'They're tired of it:' A Washington Teacher of the Year on teens, gun violence and arming teachers

SEATTLE -- As thousands of Washington students took part in a day of action demanding stricter gun legislation from Congress, the 2016 Washington Teacher of the Year told Q13 News students are ready for big change.

"They're better than us," Lincoln High School teacher Nate Bowling said. "They're better than you and I. They want to better their beliefs."

Bowling said all too often he hears about youth complacency from other adults. But Wednesday's day of action on gun control should show parents and adults that teens yearn for change.

"They've grown up with having this normalized," Bowling said, referring to gun control. "They're tired of it."

Students at Lincoln High School have been preparing for weeks for the National School Walkout, a protest sparked by last month's Parkland school massacre. The students' main demands from Congress and local leaders is a ban on assault weapons, require universal background checks before gun sales and a gun violence restraining order law.

"They want to know why a 19-year-old can't buy a beer but can buy a gun," Bowling said.

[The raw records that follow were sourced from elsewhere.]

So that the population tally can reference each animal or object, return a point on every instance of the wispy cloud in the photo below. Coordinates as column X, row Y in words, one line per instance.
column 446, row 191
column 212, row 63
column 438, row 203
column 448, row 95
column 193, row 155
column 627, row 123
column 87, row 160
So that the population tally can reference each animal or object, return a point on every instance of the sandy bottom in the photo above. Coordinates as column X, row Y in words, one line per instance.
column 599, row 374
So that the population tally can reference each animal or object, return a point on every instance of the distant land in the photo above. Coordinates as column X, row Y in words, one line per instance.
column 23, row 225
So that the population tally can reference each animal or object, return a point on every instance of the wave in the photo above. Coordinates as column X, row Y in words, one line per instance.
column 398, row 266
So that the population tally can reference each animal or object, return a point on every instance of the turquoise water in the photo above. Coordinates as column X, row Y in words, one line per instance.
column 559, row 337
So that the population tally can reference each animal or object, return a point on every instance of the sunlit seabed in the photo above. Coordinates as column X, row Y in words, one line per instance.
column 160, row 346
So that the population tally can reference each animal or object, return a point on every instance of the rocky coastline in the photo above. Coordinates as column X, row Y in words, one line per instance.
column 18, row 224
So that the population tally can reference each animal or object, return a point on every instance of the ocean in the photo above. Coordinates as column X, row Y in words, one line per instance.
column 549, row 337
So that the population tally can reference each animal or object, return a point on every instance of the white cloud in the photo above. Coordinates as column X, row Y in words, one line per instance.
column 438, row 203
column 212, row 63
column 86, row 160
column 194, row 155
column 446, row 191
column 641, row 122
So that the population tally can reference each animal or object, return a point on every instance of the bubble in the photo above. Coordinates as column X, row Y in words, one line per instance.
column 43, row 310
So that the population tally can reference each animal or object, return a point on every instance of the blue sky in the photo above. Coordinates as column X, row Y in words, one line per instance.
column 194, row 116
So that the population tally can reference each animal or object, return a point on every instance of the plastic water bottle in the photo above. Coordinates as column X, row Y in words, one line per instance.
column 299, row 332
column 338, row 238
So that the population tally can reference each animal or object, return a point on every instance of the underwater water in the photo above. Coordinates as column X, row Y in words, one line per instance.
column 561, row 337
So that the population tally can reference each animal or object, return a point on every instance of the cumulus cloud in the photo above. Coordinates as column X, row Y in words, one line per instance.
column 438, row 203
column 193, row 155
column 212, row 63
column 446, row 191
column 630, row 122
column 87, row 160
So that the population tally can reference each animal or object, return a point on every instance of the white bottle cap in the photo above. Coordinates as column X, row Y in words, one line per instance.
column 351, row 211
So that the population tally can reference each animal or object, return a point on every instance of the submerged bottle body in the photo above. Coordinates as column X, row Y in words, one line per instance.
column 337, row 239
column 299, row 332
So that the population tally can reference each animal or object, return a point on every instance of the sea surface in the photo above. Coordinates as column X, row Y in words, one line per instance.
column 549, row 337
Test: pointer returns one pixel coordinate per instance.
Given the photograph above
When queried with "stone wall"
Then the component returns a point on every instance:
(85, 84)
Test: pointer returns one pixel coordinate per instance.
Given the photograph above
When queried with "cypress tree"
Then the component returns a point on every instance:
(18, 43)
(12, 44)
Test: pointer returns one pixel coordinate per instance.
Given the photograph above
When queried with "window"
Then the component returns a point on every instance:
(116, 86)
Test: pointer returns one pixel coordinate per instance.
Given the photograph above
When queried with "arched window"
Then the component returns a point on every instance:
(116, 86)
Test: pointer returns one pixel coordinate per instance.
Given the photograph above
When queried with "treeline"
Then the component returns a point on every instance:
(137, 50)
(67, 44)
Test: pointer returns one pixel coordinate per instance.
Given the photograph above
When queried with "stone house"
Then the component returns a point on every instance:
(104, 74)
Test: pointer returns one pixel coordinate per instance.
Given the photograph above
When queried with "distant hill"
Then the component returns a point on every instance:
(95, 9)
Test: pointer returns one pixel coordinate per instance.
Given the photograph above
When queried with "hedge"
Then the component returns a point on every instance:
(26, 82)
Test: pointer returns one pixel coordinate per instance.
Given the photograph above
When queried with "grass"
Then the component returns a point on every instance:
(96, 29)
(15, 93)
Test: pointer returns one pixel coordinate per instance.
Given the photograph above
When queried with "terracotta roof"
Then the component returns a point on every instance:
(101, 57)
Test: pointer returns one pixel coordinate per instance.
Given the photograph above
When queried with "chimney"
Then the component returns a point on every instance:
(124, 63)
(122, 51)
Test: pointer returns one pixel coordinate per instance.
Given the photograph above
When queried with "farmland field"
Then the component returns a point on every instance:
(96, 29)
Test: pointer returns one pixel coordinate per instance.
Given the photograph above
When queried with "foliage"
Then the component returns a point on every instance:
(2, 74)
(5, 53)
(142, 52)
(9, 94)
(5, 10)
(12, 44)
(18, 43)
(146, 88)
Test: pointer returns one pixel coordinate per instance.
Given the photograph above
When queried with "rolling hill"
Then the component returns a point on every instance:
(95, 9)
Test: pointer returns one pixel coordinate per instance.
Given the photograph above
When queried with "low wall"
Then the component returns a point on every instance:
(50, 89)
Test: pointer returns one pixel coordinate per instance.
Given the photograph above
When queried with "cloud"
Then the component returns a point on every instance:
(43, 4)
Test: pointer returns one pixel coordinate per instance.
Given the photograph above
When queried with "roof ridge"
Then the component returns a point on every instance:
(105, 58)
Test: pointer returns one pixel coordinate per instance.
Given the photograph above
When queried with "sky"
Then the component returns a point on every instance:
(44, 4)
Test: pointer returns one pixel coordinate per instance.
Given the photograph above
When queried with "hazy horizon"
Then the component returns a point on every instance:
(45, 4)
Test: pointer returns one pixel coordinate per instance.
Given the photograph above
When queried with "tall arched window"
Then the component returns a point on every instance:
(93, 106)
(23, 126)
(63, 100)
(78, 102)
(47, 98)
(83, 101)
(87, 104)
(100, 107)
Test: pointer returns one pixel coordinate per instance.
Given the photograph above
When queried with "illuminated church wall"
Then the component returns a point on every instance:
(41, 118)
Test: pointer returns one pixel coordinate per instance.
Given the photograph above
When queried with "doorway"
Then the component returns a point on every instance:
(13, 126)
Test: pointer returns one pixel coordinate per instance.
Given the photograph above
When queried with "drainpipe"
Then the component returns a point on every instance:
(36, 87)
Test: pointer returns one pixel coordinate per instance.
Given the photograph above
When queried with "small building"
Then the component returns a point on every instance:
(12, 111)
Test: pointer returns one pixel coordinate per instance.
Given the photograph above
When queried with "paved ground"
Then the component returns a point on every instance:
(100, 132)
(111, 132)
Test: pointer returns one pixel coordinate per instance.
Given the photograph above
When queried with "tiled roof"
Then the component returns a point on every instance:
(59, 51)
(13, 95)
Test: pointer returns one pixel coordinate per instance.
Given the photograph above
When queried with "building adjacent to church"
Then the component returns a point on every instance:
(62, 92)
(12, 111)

Bowling's students understand the gridlock in Congress, so they are pushing for change locally. Students have contacted local legislators. Bowling is a military veteran,and a gun owner.

But he doesn't want teachers armed in schools, calling the idea "preposterous."

"The idea that in an active shooter situation, I'm going to trounce into the hallway and play hero is preposterous," Bowling said.

Bowling argues that despite the recent action, most of his students feel safe in schools.